A week in education
The figures show the attraction of studying in Scotland dropped last year, with a 4 per cent fall in the number of graduates from the rest of the UK. There was a 6 per cent increase in those of Scottish origin.
An HE qualification still looks like a reliable passport to a job: unemployment among graduates last year remained stable at 5 per cent.
The Prince's Trust this week launched a new scheme for the one in five young people who are out of work in Scotland. The "Get Into" initiative is to help unemployed 16-25 year olds get into growth industries such as retail, hospitality and cooking. The programme follows a successful trial over two years which led to 70 per cent of those who took part finding a job, while another 10 per cent went into further training or education.
In a similar move, the charity NCH Scotland is aiming to help disadvantaged youngsters into work, and solve skills shortages in the construction trades. Its Youthbuild project was launched this week by Adam Ingram, the Minister for Children and Early Years, who said he wanted to see young people "reach for the sky".
NCH Scotland is linking the initiative to its UK campaign, Growing Strong, aimed at improving the emotional well-being of children.
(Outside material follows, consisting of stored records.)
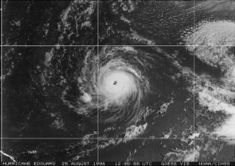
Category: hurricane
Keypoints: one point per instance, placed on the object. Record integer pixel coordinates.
(119, 84)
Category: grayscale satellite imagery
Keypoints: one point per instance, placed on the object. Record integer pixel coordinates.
(117, 81)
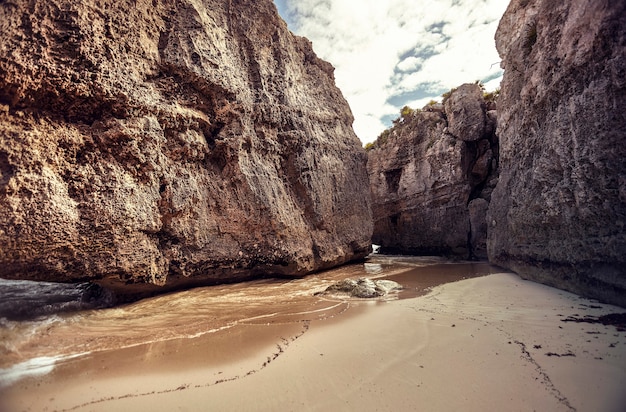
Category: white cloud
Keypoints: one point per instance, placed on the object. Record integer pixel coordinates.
(391, 53)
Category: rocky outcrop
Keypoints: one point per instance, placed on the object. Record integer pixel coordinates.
(363, 288)
(431, 176)
(170, 143)
(558, 213)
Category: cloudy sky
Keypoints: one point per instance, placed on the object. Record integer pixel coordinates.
(392, 53)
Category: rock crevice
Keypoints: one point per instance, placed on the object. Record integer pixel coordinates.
(432, 175)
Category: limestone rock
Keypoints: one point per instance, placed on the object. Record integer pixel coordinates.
(363, 288)
(422, 177)
(558, 213)
(164, 144)
(465, 109)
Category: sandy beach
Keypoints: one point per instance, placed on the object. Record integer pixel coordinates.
(491, 343)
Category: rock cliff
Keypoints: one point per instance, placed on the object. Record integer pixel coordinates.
(431, 177)
(558, 213)
(158, 144)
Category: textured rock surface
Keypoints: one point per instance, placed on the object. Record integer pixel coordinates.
(363, 288)
(431, 165)
(169, 143)
(558, 213)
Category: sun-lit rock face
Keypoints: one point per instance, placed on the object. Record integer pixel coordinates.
(169, 143)
(558, 213)
(431, 177)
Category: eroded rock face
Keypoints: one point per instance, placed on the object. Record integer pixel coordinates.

Cardenden Primary in Lochgelly, Fife, has received an unfavourable inspection, with seven aspects of performance rated as "adequate" and two as "weak". Among the latter were the leadership of the head and the school's approach to self evaluation, although the HMIE report acknowledges an acting head was in post at the time. Scores of "very good" were handed out for pastoral care, the school's facilities and its partnership with parents.
The Government wants every primary school in Scotland to allow pupils to watch the live trans- mission from Sri Lanka on November 9 when the decision will be made on whether Glasgow is to host the 2014 Commonwealth Games. The bid team is putting together an online educational resource to encourage pupils to take part in sporting activities on the day.